São Paulo — O casal que escravizou uma mulher por 30 anos deve pagar pouco mais de R$ 7 mil após condenação. A dupla foi sentenciada a 2 anos de prisão em regime aberto, além de 10 dias-multa, totalizando R$ 506 para cada.
Os condenados, José Enildo Alves de Oliveira e Maria Sidronia Chaves de Oliveira, são donos de uma loja no Brás, na região central de São Paulo. A mulher foi submetida a trabalho análogo à escravidão no estabelecimento e também na casa do casal.
A pena restritiva de liberdade, no entanto, pode ser substituída pelo pagamento de quatro salários mínimos, sendo dois para cada um, totalizando R$ 6.072, além da prestação de serviços à comunidade. Somando as multas e o pagamento dos salários, o total chega a R$ 7.084.
A pena para esse tipo de crime é de reclusão, de 2 a 8 anos, e multa, além da pena correspondente à violência.
A decisão foi proferida pelos desembargadores André Nekatschalow e Mauricio Kato, Ali Mazloum e pela juíza Luciana Ortiz, da 5ª turma do Tribunal Regional Federal da 3ª região (TRF-3).
Em primeiro grau, a juíza Paula Mantovani Avelino absolveu o casal, em agosto do ano passado. O Ministério Público Federal (MPF) recorreu, levando o julgamento para a 5ª turma.
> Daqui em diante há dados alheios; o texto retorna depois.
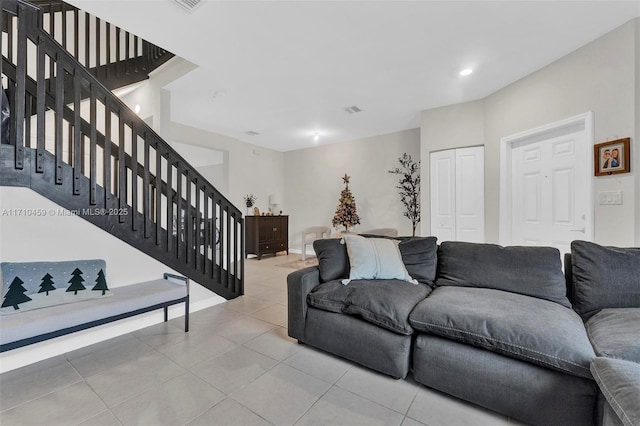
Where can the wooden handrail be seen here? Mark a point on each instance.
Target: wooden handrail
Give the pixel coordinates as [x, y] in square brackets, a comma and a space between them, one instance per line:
[113, 158]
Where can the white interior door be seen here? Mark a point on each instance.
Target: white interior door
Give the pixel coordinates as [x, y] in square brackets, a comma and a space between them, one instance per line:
[457, 194]
[470, 194]
[548, 185]
[443, 194]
Em 2014, denúncia foi feita ao Ministério Público do Trabalho (MPT), que assinou Termo de Ajustamento de Conduta (TAC) com os denunciados. O acordo previa a regularização da situação da vítima. Além disso, o casal deveria dar um imóvel à mulher. Contudo, o acordo não foi cumprido.
A vítima procurou o Núcleo de Proteção Jurídico Social e Apoio Psicológico (NPJ) da Mooca, do Centro De Referência Especializado de Assistência Social (Creas), em abril de 2022. Ela solicitou vaga para acolhimento e relatou o descumprimento do acordo.
No mês seguinte, em maio de 2022, já com vaga de acolhimento disponível, os agentes do NJP compareceram à residência e constataram que o casal estava tentando impedir a saída da empregada. Eles alegaram que ela havia mudado de ideia sobre a denúncia.
Em setembro de 2023, o MPF apresentou denúncia à Justiça. Em março do ano passado, foi realizada a primeira audiência. O órgão ratificou a autoria do casal e a prática de crimes, pedindo a condenação dos réus.
A defesa, por sua vez, afirmou que as questões trabalhistas devem ser separadas das questões criminais. O primeiro âmbito já havia sido julgado, “com condenações pertinentes”. No âmbito criminal, o casal alegou que não houve crime na relação entre os empregadores e a mulher.
A juíza Paula Mantovani Avelino, da 9ª Vara Federal Criminal de São Paulo, decidiu em agosto do ano passado pela absolvição do casal. A magistrada alegou que não haveria provas de que a mulher foi submetida, de fato, a situação análoga à escravidão.
Baseou a decisão da juíza o fato de a vítima ter livre acesso à residência, podendo entrar e sair quando quisesse. “Assim, caso estivesse sendo submetida a trabalhos forçados, jornadas exaustivas e/ou qualquer tipo de condição degradante, poderia, na primeira oportunidade que saísse da casa, pedir auxílio em qualquer um daqueles lugares que frequentava”, considerou a magistrada.
Mantovani considerou ainda que demorou para a mulher realizar a primeira denúncia, o que aconteceu apenas em 2014, cerca de 20 anos depois de começar a trabalhar para o casal. Além disso, na ocasião, a vítima relatou ter vínculo afetivo com a família – ponto que também pesou para a decisão da magistrada
O MPF recorreu da absolvição. E, por unanimidade, a 5ª Turma aceitou parcialmente o recurso, condenando o casal a 2 anos de reclusão em regime aberto, substituíveis pelos quatro salários mínimos (dois para cada) e prestação de serviços à comunidade.
Ainda cabe recurso. Questionado, o MPF afirmou que “não adianta possíveis manifestações processuais”.
A vítima foi levada para um abrigo em 27 de julho de 2022. O Metrópoles não localizou a defesa do casal.